Checking the Device: Experiments for Control Subjects and Surgical Patients

A key issue in corroborating the validity of the device is to test whether the parameter used to evaluate the halos (disturbance index) can discriminate between subjects who are affected by halos and those who are not. For this, we determined the disturbance index with emmetropic and ametropic subjects who were corrected but not subjected to surgery and who presented no visual pathology that might deteriorate their vision (control group), and we also calculated the disturbance index for surgical patients. The control group was made up of 40 subjects (23 males, 17 females; 22 ametropic corrected and 18 emmetropic).

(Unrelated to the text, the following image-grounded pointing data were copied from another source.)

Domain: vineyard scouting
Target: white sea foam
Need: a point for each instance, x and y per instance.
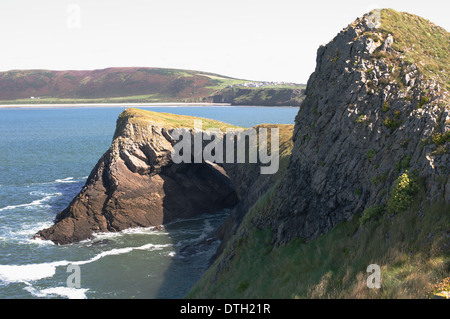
(136, 230)
(66, 180)
(33, 272)
(70, 293)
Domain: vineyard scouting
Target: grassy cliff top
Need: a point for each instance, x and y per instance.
(168, 120)
(419, 41)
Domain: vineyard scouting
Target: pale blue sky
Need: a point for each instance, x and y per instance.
(258, 40)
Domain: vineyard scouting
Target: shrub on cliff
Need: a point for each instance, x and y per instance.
(402, 193)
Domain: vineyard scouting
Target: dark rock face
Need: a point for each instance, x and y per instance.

A total of 34 patients (19 females, 15 males) had undergone refractive surgery by LASIK (optical zone, 6 mm; up to 7.5 mm transition zones) in a clinic specializing in refractive surgery using the Esiris scanning spot excimer laser (Schwind). The age of the surgical patients ranged from 22 to 47 years. Their mean preoperative spherical refractive error was −4.6±2.2 D (standard deviation), ranging from −2 to −7.5 D. No subject had any previous astigmatism exceeding ±0.5 D. Given the interest of our study, we selected surgical patients for whom we could consider the operation satisfactory (emmetropic), because if it was not, our objective would be defeated by having begun with a sample of patients whose surgery was unsatisfactory. Therefore the patients fulfilled the following conditions: after three months, they were satisfied with the outcome of the surgery, no longer used any form of optical correction, and their mean postoperative spherical refractive error did not exceed 0.5 D. Despite these conditions, after surgery, 28 patients reported certain difficulties (to a greater or lesser degree) in night vision, including halos, as described in the literature. Six surgical patients did not claim any difficulties but performed the experiment because, although they were not conscious of it, their discrimination capacity could have been diminished. For 22 of the 34 patients, we were also able to conduct the presurgery experiment with their best correction. The best correction of these patients involved glasses (12 patients) or monocular contact lens (10 patients). None of them used bifocal contact lenses, which, being a multifocal system, could generate unfocused images that would invalidate the experiment.15 Of these 22 patients, 4 did not complain of halos.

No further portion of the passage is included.